In both the runoff area and stagnant area samples there was a greater relative abundance of pmoB (a gene encoding particulate methane monooxygenase subunit B) than any methanogenesis genes, suggesting that of the biogenic methane could be oxidized aerobically (Treude et al., 2014). Indeed, the exploitation of CBM wells, including drilling and hydraulic fracturing, increased the opening degree and oxygen content of the coal seam, resulting in a high relative abundance of methane oxidizing bacteria in the samples. These aerobic bacteria grew in the wellbore or drainage outlet, consuming the dissolved methane of the produced water, which explained why there was methanogenesis microorganisms in the study area, but biogenic methane had not been effectively preserved. The aerobic and anaerobic oxidation of methane might have an important consumption mechanism of biogenic gas in the process of CBM generation history, although anaerobic methane oxidizing bacteria (ANME and M. oxyfera) were not detected in the 16S sequencing of our recently collected water samples.

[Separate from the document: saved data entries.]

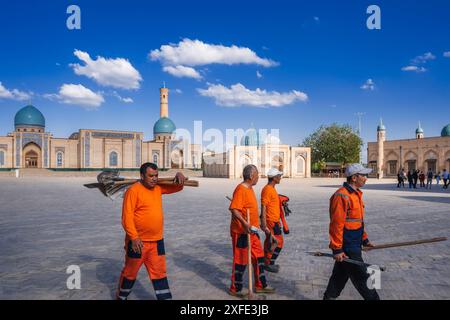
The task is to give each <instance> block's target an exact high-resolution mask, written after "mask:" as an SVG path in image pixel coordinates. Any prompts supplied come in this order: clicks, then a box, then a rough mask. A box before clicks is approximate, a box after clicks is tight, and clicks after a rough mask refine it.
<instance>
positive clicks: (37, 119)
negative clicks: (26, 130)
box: [14, 105, 45, 128]
mask: <svg viewBox="0 0 450 320" xmlns="http://www.w3.org/2000/svg"><path fill="white" fill-rule="evenodd" d="M14 126H15V127H16V128H17V127H40V128H45V118H44V115H43V114H42V113H41V112H40V111H39V110H38V109H36V108H35V107H34V106H32V105H28V106H25V107H23V108H22V109H20V110H19V111H18V112H17V113H16V116H15V117H14Z"/></svg>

Because the isotope characteristics of both the methane gas samples and the water-soluble methane samples showed complete thermogenic (Fig.7b), there were two possibilities that biogenic gas does not exist: (1) In most of the historical methane generation process, due to the unsuitable temperature and pressure conditions, methanogens did not exist or exist in the low abundance. The methanogens began to grow only when the outcrop of uplifted coal seams received meteoric water supply of organic matter and minerals. (2) In the gas generation stage of coalbed methane, the existence of methanogens was accompanied by aerobic and anaerobic oxidation methylotrophic bacteria, and biogenic methane was consumed by these microorganisms (Evans et al., 2019). In addition, because methanogens and sulfate reducing bacteria shared the same substrate H2, this competition mechanism further compressed the living space of methanogens, resulting in that biogenic methane is not rich in the study area.